Susana en ningún momento quiere hablar de torturas. Y menos aún de violaciones. “Yo me defendía de todo ese horror, de los gritos y de eso que no entendía, cantando.”

–¿Y qué cantaba?, quiso saber el juez.

–Canciones infantiles. Yo siempre canto. Soy muy alegre. Siempre he sido así. Ahí encerrada y todo cantaba: “Estamos invitados a tomar el té...” –entona, y los jueces la escuchan sorprendidos, hasta con ternura, mientras ella se desliza por los versos de María Elena Walsh–. Ellos me querían hacer callar a toda costa, pero apenas se iban yo seguía con “La reina de la batata” o lo que fuera... Así que cuando liberaron a algunos, mi esposo supo que yo todavía estaba viva. Cuando le contaron que había una que cantaba todo el tiempo esas cosas, él se dijo: “sí, es ella, nunca para de cantar”.

Del Campo de la Ribera, Susana fue trasladada a la cárcel El Buen Pastor.
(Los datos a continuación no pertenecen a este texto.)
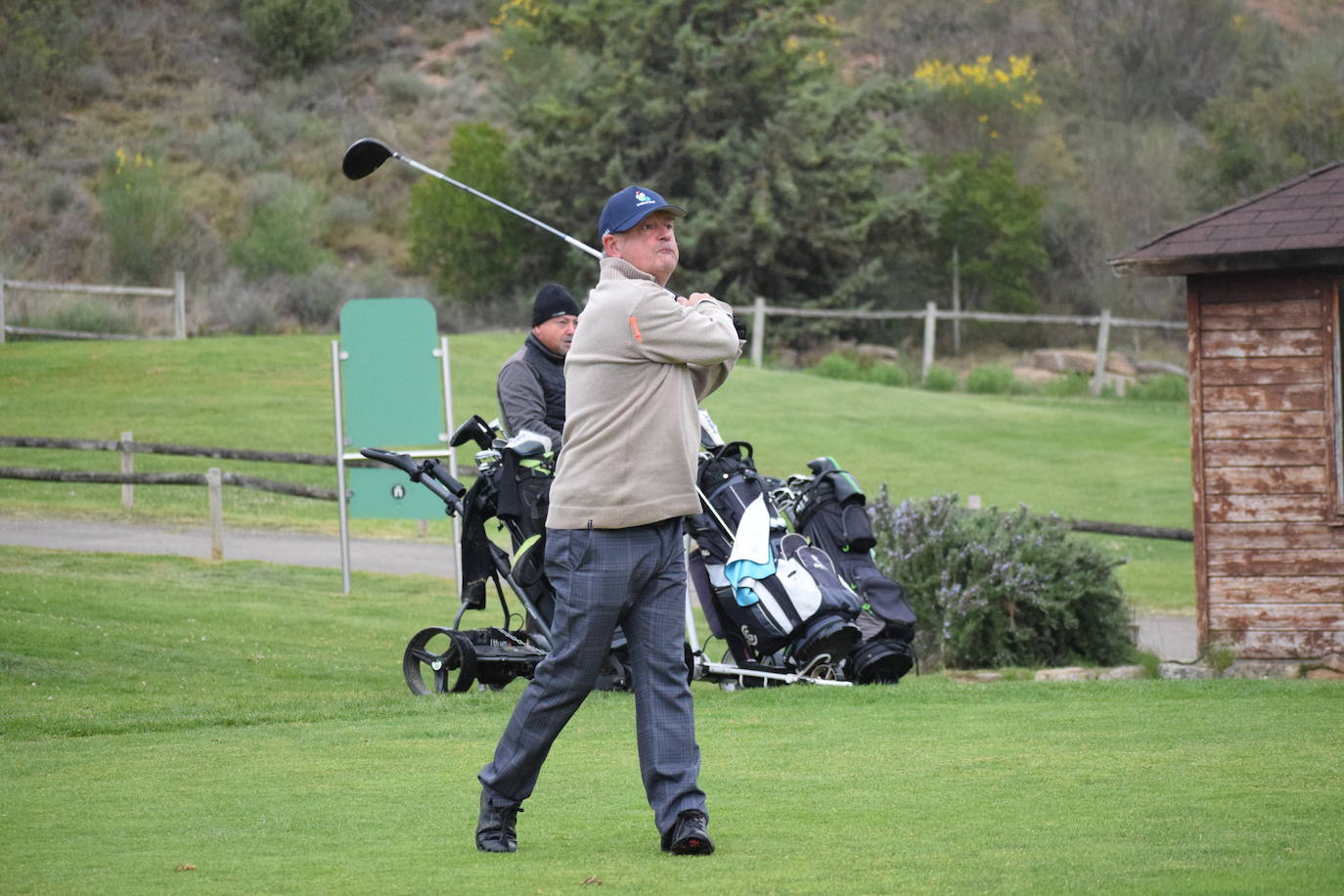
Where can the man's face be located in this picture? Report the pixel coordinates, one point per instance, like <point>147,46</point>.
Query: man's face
<point>650,246</point>
<point>557,334</point>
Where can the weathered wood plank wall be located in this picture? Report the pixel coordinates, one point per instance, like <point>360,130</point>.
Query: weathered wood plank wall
<point>1268,528</point>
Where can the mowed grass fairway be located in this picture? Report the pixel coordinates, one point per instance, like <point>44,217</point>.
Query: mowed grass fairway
<point>247,724</point>
<point>1097,460</point>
“Me llevaron con una chica Ewi, con Susana Panero y la Hilda Toranzo. Me acuerdo que cuando llegamos, nos empujaron del camión y ahí nos recibieron unas monjas.” En esa prisión, Susana retuvo una escena que dejó en claro, una vez más, la complicidad de la Iglesia con los represores: “Una noche trajeron una chica. Estaba embarazada. La madre superiora le dijo al militar que la trajo: ‘Lo felicito, están haciendo muy bien las cosas’. Y le dio la mano. Yo pregunté quién era el tipo, y me contestaron que el coronel Fierro”. Presente en la sala, el acusado (Raúl Eduardo) Fierro trata entonces de despertarse del eterno letargo en el que entró –o en el que simula estar– desde el comienzo del juicio.

Susana se descompone cuando recuerda a la muchacha: “Conseguí que me dejaran llevarle un té con un bollo de pan. La chica estaba muy mal. Me dijo que le acababan de reventar la casa y que tenía cinco niñitos adentro... Nunca supe su nombre. Nunca...”.
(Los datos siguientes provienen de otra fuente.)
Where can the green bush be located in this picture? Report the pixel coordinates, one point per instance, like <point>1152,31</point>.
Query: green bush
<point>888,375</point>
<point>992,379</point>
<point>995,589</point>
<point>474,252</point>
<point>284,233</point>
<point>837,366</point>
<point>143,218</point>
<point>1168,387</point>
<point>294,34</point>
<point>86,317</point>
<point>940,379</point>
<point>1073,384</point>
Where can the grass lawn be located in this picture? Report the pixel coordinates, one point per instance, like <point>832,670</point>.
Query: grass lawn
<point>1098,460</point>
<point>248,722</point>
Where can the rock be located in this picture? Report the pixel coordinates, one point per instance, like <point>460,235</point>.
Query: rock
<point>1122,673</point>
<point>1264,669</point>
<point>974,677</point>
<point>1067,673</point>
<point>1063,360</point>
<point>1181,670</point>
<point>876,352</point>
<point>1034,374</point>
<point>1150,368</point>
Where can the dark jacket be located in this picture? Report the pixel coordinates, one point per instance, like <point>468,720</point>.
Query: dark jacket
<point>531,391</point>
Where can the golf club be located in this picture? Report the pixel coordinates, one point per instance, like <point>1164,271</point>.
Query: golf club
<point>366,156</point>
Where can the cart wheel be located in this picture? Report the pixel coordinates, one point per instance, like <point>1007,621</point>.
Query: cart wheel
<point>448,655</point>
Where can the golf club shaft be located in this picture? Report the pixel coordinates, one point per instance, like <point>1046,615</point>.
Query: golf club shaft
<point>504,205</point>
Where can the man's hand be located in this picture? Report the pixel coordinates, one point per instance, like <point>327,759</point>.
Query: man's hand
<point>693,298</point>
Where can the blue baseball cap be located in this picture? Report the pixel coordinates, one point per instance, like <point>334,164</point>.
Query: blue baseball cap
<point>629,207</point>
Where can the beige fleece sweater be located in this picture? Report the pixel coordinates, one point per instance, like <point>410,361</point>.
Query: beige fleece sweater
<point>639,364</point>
La testigo se esfuerza por recordar a cada una de sus compañeras de presidio. Se enoja con ella misma cuando no lo logra. Desde El Buen Pastor la llevaron a la UP1 (la cárcel de barrio San Martín), ahí vio, entre otras a Marta Sandrino: una chica que había sido baleada en la columna vertebral y que tenía “un hueco en la espalda por donde se podía meter un puño cerrado”. Marta –varias testigos lo corroboraron– estaba malherida y sin ningún tipo de atención médica. “Sé que logró sobrevivir, pero nunca voy a olvidarme del olor a podrido que desprendía su cuerpo debajo de una manta...” Lo que siguió fue el traslado “atadas como matambres en la panza de un Hércules C-130, mientras abrían la puerta y simulaban que nos iban a tirar... No nos dejaban ir al baño, pero nos tiraban agua fría... La tortura era permanente. Yo dejé de menstruar en todo ese tiempo... Creo que fueron los tres años y pico así. Y cuando llegamos a Devoto, nos pasó algo horrible”.
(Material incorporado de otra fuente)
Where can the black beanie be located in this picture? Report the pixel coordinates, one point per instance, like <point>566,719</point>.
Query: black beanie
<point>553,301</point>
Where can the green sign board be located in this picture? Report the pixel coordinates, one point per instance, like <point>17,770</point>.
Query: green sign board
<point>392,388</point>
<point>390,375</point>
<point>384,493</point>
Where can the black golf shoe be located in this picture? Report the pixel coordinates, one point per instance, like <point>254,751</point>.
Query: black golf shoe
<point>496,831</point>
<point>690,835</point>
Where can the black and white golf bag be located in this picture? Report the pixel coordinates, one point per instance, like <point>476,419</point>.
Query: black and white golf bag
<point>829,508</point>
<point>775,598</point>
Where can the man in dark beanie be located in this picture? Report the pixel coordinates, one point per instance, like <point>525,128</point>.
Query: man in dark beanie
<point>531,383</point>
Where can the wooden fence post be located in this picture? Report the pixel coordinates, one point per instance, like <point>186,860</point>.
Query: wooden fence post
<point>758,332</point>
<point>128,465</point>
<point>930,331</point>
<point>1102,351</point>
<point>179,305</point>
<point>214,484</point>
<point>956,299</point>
La energía de Susana parece esfumarse de golpe cuando tanto ella como su cuerpo recuerdan. Lentamente alza los brazos y pone sus manos detrás de la nuca. Cierra los ojos y relata, con las mejillas enrojecidas y repentinamente mojadas: “Así nos hicieron desfilar, caminar desnudas en una capilla... Ellos se pusieron detrás del altar como si fuesen curas –Susana llora, todavía, la humillación–. Nos miran, nos dicen cosas horribles...”. El sollozo entrecortado se escucha ahora en toda la sala, el perverso desfile es tiempo presente para la prisionera y sus compañeras de cautiverio. “Ellos disfrutan... Nos hacían caminar y dar vueltas una y otra vez con los brazos así...”

Cuando regresa, cuando abre los ojos ante el tribunal, está furiosa. “¡No, no quiero volver a llorar. No quiero! Así que ahora les cuento algo que me dolió mucho para no volver a llorar. Una vez entraron a mi celda y preguntaron: ‘¿Hay cucarachas, chinches, hay judíos?’ Yo me iba a levantar, pero una compañera no me dejó. Me agarró de una pierna y me dijo ¿No te das cuenta de que son nazis?”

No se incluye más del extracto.